X

A la suite des tourmentes d’âme dont je viens de donner un exemple, j’eus un peu de répit. Sans doute, je le dus, en partie, aux prières de mon ami S… avec qui je restais en correspondance presque quotidienne. Mais je crois aussi que le Bon Dieu voulut me laisser reprendre des forces pour l’épreuve suprême qu’il me restait à subir. Je restai très triste mais plus tranquille pendant quelques jours.

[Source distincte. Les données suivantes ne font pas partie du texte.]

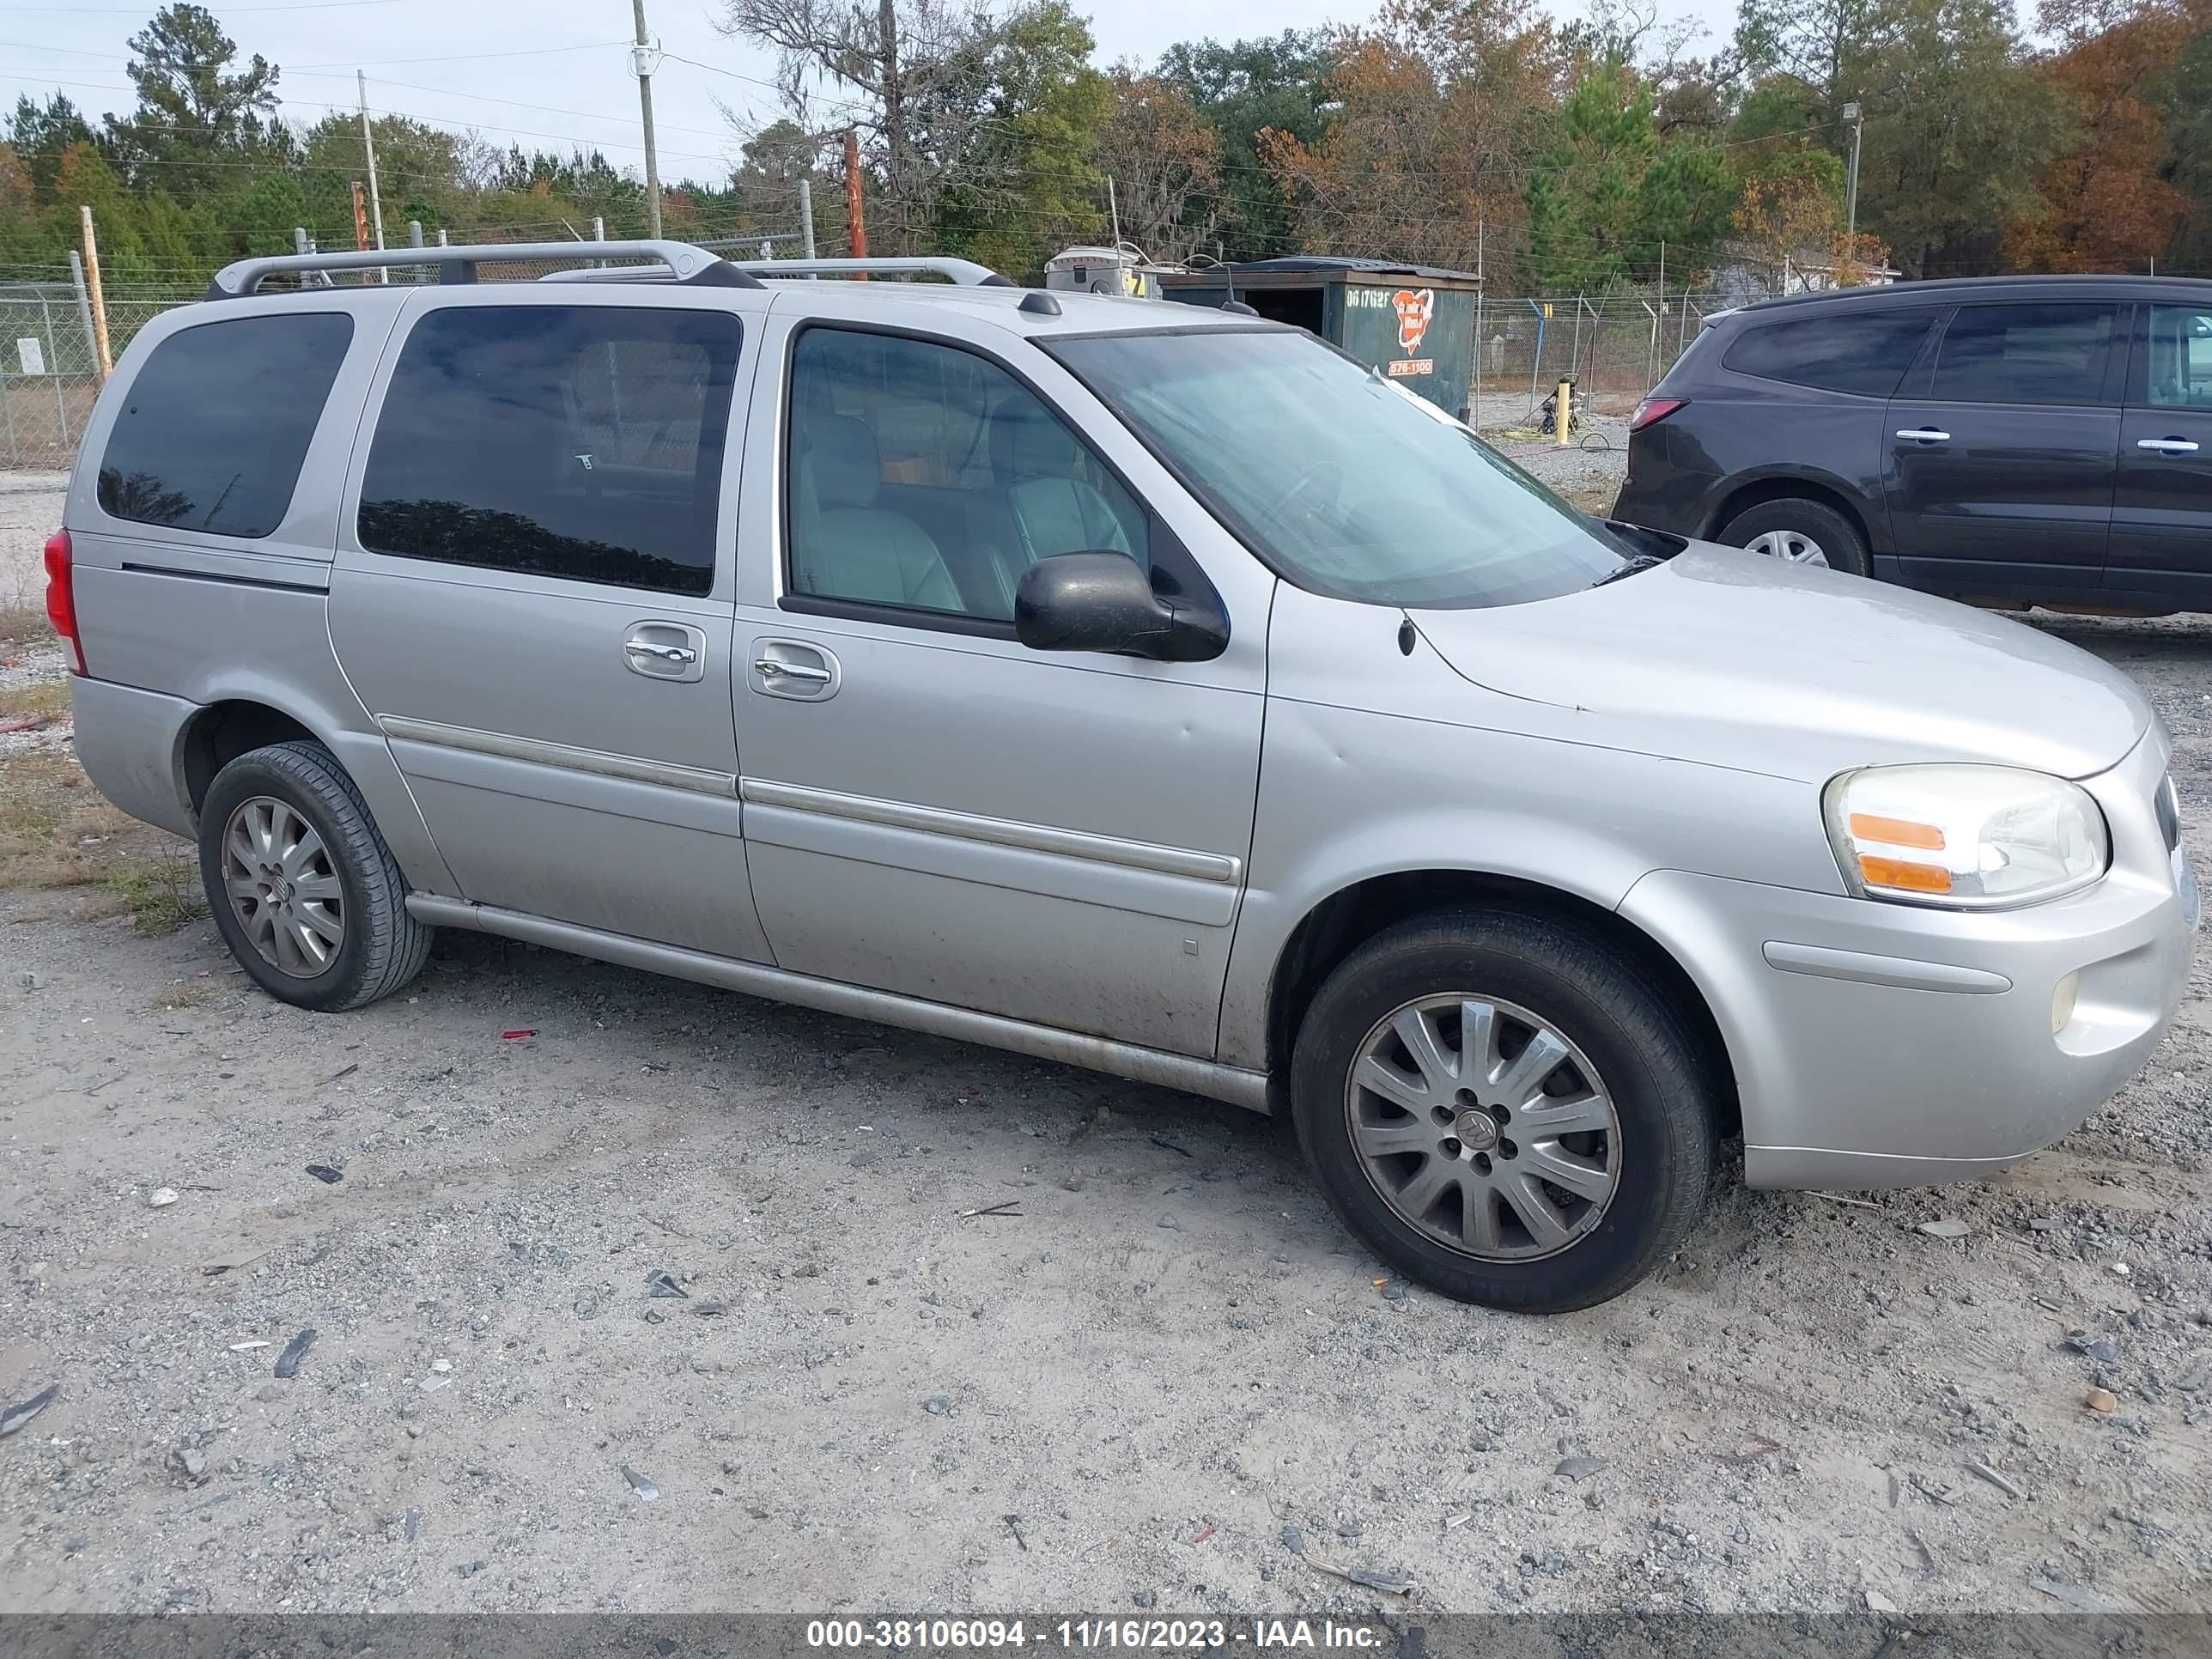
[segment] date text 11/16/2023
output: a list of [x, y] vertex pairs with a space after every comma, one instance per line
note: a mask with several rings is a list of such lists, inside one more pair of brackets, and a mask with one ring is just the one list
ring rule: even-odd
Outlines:
[[1029, 1648], [1174, 1653], [1243, 1648], [1376, 1651], [1390, 1639], [1387, 1626], [1334, 1620], [1250, 1619], [817, 1619], [806, 1626], [811, 1648], [907, 1653], [1001, 1653]]

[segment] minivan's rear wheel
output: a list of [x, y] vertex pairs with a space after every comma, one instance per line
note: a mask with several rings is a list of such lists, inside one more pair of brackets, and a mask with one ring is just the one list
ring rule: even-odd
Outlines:
[[1417, 917], [1329, 975], [1291, 1066], [1346, 1224], [1407, 1278], [1526, 1312], [1619, 1295], [1712, 1181], [1714, 1102], [1667, 994], [1579, 929]]
[[331, 752], [280, 743], [240, 756], [200, 805], [200, 878], [216, 926], [270, 995], [358, 1008], [421, 971], [432, 930]]
[[1722, 526], [1719, 539], [1785, 564], [1825, 565], [1854, 576], [1869, 568], [1866, 544], [1850, 520], [1832, 507], [1801, 496], [1746, 507]]

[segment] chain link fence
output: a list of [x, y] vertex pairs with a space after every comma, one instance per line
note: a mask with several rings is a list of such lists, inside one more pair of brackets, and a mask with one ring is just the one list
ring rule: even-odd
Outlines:
[[[111, 289], [114, 352], [170, 307], [198, 297], [181, 287]], [[0, 283], [0, 468], [65, 469], [100, 396], [100, 351], [88, 296], [74, 282]]]
[[1533, 416], [1563, 380], [1602, 414], [1625, 415], [1698, 337], [1703, 319], [1732, 303], [1718, 294], [1590, 299], [1485, 295], [1476, 331], [1475, 390], [1495, 423], [1518, 405]]

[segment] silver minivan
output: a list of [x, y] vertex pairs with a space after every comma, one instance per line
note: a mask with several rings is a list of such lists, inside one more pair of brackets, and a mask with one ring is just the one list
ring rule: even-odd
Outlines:
[[1531, 1310], [1723, 1138], [1971, 1178], [2173, 1015], [2166, 736], [2070, 646], [1583, 518], [1256, 318], [477, 280], [579, 252], [242, 262], [100, 399], [84, 764], [274, 996], [473, 928], [1283, 1113], [1392, 1267]]

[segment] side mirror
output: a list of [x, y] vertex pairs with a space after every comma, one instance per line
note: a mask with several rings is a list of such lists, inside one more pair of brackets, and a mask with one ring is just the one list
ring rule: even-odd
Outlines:
[[1105, 651], [1162, 662], [1204, 662], [1229, 646], [1219, 611], [1153, 591], [1123, 553], [1055, 553], [1014, 587], [1014, 635], [1032, 651]]

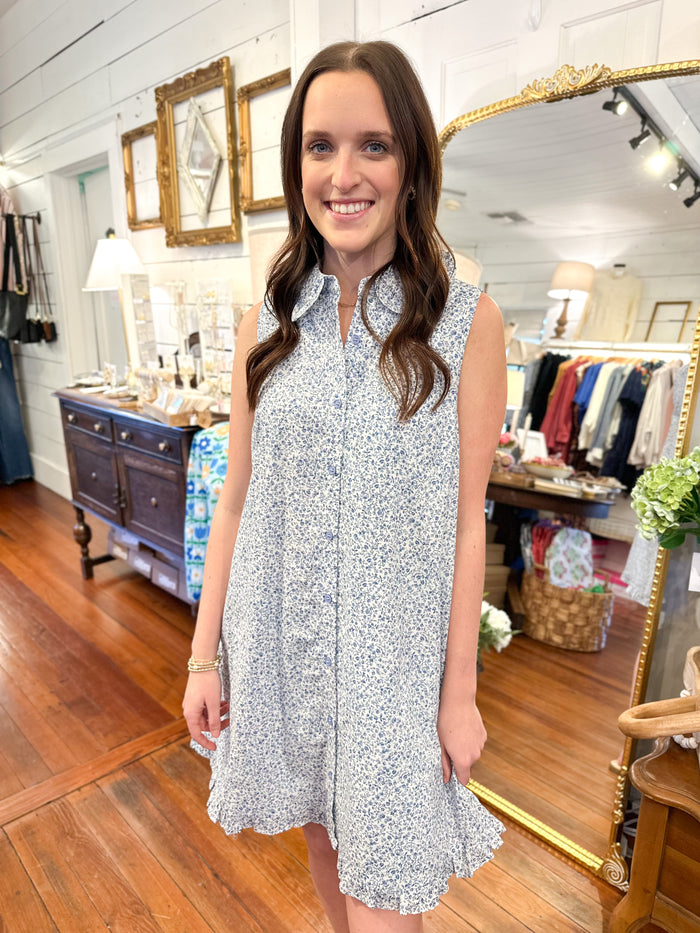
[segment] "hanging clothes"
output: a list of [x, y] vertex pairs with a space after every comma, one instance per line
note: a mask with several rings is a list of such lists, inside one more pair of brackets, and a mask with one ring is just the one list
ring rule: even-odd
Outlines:
[[673, 412], [673, 375], [681, 365], [680, 360], [667, 363], [653, 372], [649, 380], [627, 458], [629, 464], [641, 470], [659, 462]]
[[[0, 237], [3, 239], [2, 248], [0, 248], [0, 282], [3, 281], [4, 272], [7, 271], [9, 289], [15, 289], [18, 283], [13, 265], [10, 265], [8, 270], [2, 267], [5, 254], [4, 236], [7, 218], [11, 217], [10, 222], [14, 225], [16, 214], [12, 198], [0, 185], [0, 231], [2, 231]], [[17, 235], [16, 226], [14, 231]], [[16, 236], [16, 238], [19, 240], [18, 248], [24, 250], [21, 231], [20, 237]], [[0, 338], [0, 483], [14, 483], [17, 480], [29, 479], [32, 475], [32, 461], [22, 425], [10, 344], [7, 340]]]
[[571, 446], [573, 430], [573, 401], [578, 387], [577, 376], [586, 357], [568, 360], [559, 367], [561, 378], [547, 407], [540, 430], [545, 436], [547, 450], [553, 456], [566, 460]]
[[532, 415], [530, 427], [533, 431], [539, 431], [540, 429], [547, 412], [549, 393], [557, 378], [557, 372], [561, 364], [566, 362], [567, 359], [567, 356], [561, 356], [558, 353], [547, 353], [542, 360], [530, 403], [530, 414]]
[[625, 384], [625, 380], [633, 369], [632, 363], [619, 365], [608, 380], [605, 398], [600, 408], [598, 423], [596, 424], [593, 437], [591, 438], [586, 461], [591, 466], [599, 467], [602, 465], [605, 455], [612, 447], [617, 430], [620, 425], [620, 414], [622, 409], [618, 399], [620, 392]]
[[634, 442], [639, 412], [644, 403], [652, 365], [644, 363], [635, 366], [622, 387], [618, 399], [622, 408], [620, 427], [617, 431], [615, 443], [608, 452], [600, 470], [601, 476], [615, 476], [628, 491], [631, 491], [640, 473], [639, 470], [627, 463], [627, 458]]

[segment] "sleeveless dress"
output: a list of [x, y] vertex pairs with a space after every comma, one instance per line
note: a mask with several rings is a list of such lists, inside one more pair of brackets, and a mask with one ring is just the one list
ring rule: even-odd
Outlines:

Cette accalmie, je l’occupai à liquider la situation vis-à-vis de la dame aux yeux noirs. Depuis notre passage à Paris, je me détachais d’elle de plus en plus. Tant de mensonges, de frénésies, de querelles m’avaient lassé. Le séjour à Arbonne m’aida encore bien davantage à me débarrasser de ce joug humiliant.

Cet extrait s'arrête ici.